Addio al marchio Buitoni( di Silvia Marzialetti)

articolo selezionato da Carlo Postacchini

  • PEZZI DI ITALIA CHE SE NE VANNO
  • LA STORIA DI UN MARCHIO
  • STRATEGIE ECONOMICO-FINANZIARIE CHE NON SEMPRE VANNO D’ACCORDO CON IL CONCETTO DI TRADIZIONE

Addio al marchio Buitoni. Con l’inizio del nuovo anno, lo storico brand nato nel 1827 a Sansepolcro (Arezzo), grazie allo spirito imprenditoriale di Giulia e Giovanbattista Buitoni, cessa di esistere. Dopo tredici anni, infatti, non è stata riconfermata la concessione da parte della multinazionale Nestlé, detentrice del logo, al gruppo Newlat Food Spa – azienda del settore agroalimentare con i marchi Dalverde, Polenghi e Giglio – che nel 2008 acquisì lo storico pastificio aretino, dove fino a oggi sono stati prodotti pasta e prodotti da forno. Rimane la fabbrica, ma potrà produrre solo con altri loghi, come Delverde; mentre il marchio rimane di proprietà di Nestlè, che per diciotto mesi si impegna a non venderlo.

La licenza appena scaduta rappresentava di fatto la seconda concessione (la prima fu di durata decennale) e da tempo era nell’aria che sul brand che ha accompagnato la storia del nostro Paese stesse per calare il sipario. Nel momento in cui è approdata in Borsa, nel 2019, la società di proprietà dell’imprenditore Angelo Mastrolia aveva infatti annunciato di essere pronta a rinunciare al brand più noto, che fino a oggi ha originato un fatturato pari a circa il 16% del totale. Secondo quanto riportato già all’epoca da Il Sole 24 Ore Radiocor, nella documentazione per la quotazione, il gruppo dichiarava nero su bianco di non voler rinnovare il contratto con il colosso svizzero: pertanto la fine degli accordi su Buitoni ha seguito la scadenza naturale fissata al 31 dicembre 2020 per i Paesi extra Ue e al 31 dicembre 2021 per i Paesi Ue.

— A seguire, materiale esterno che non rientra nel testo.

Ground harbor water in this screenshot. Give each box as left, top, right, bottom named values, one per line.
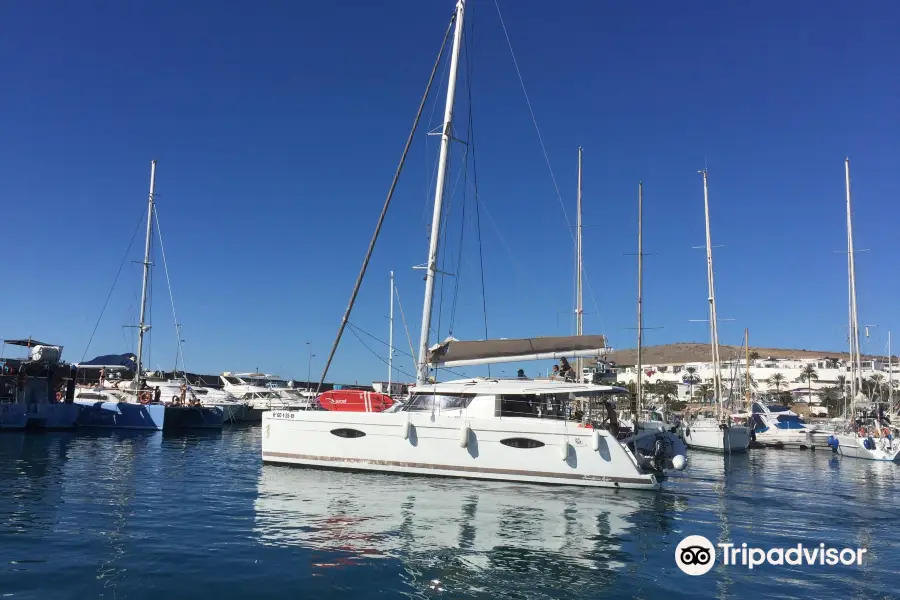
left=1, top=427, right=898, bottom=599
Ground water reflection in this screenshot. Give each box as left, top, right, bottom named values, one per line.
left=254, top=466, right=648, bottom=596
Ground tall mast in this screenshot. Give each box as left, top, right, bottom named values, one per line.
left=636, top=181, right=643, bottom=423
left=846, top=157, right=862, bottom=408
left=889, top=331, right=893, bottom=415
left=700, top=169, right=723, bottom=417
left=575, top=146, right=584, bottom=381
left=416, top=0, right=466, bottom=386
left=388, top=271, right=394, bottom=394
left=744, top=328, right=751, bottom=408
left=135, top=160, right=156, bottom=388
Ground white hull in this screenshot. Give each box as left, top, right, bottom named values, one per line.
left=262, top=411, right=659, bottom=490
left=835, top=435, right=900, bottom=461
left=754, top=429, right=830, bottom=449
left=681, top=423, right=750, bottom=453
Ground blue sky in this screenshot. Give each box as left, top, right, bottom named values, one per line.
left=1, top=0, right=898, bottom=383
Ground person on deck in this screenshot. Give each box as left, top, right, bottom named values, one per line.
left=559, top=357, right=573, bottom=381
left=517, top=369, right=526, bottom=378
left=153, top=386, right=161, bottom=404
left=551, top=365, right=560, bottom=378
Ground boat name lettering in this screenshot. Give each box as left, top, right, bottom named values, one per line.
left=271, top=411, right=296, bottom=420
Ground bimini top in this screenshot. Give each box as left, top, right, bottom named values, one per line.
left=409, top=377, right=625, bottom=396
left=4, top=338, right=57, bottom=348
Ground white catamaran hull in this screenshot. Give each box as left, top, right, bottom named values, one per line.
left=835, top=435, right=900, bottom=461
left=262, top=411, right=659, bottom=490
left=681, top=423, right=750, bottom=453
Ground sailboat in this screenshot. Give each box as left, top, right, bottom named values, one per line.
left=678, top=170, right=751, bottom=453
left=601, top=176, right=686, bottom=469
left=832, top=158, right=900, bottom=461
left=75, top=161, right=224, bottom=430
left=262, top=0, right=684, bottom=489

La scelta di abbandonare il marchio storico è motivata dalla volontà di puntare su linee proprie come Delverde, che ha un posizionamento più alto, ma anche dall’elevato costo delle royalties versate a Nestlè: circa 1,7 milioni di euro l’anno (22 milioni di euro investiti in royalties dal 2008), tanto da aver indotto Mastrolia, presidente esecutivo di Newlat e, con la sua famiglia, azionista di controllo della società, a confessare che anche nello scenario peggiore, con perdite dell’80% nella pasta e del 20% nei prodotti da forno, l’impatto sulla redditività aziendale sarebbe stato neutro.

Più volte, da due anni a questa parte, parlando con la stampa, Mastrolia ha manifestato la volontà di acquistare il marchio (ipotesi caldeggiata anche dalla politica locale, per evitare ricadute occupazionali). Una dichiarazione in linea con la strategia più generale di Newlat di diventare una piattaforma del food italiano, che però fino a oggi non ha trovato alcun riscontro.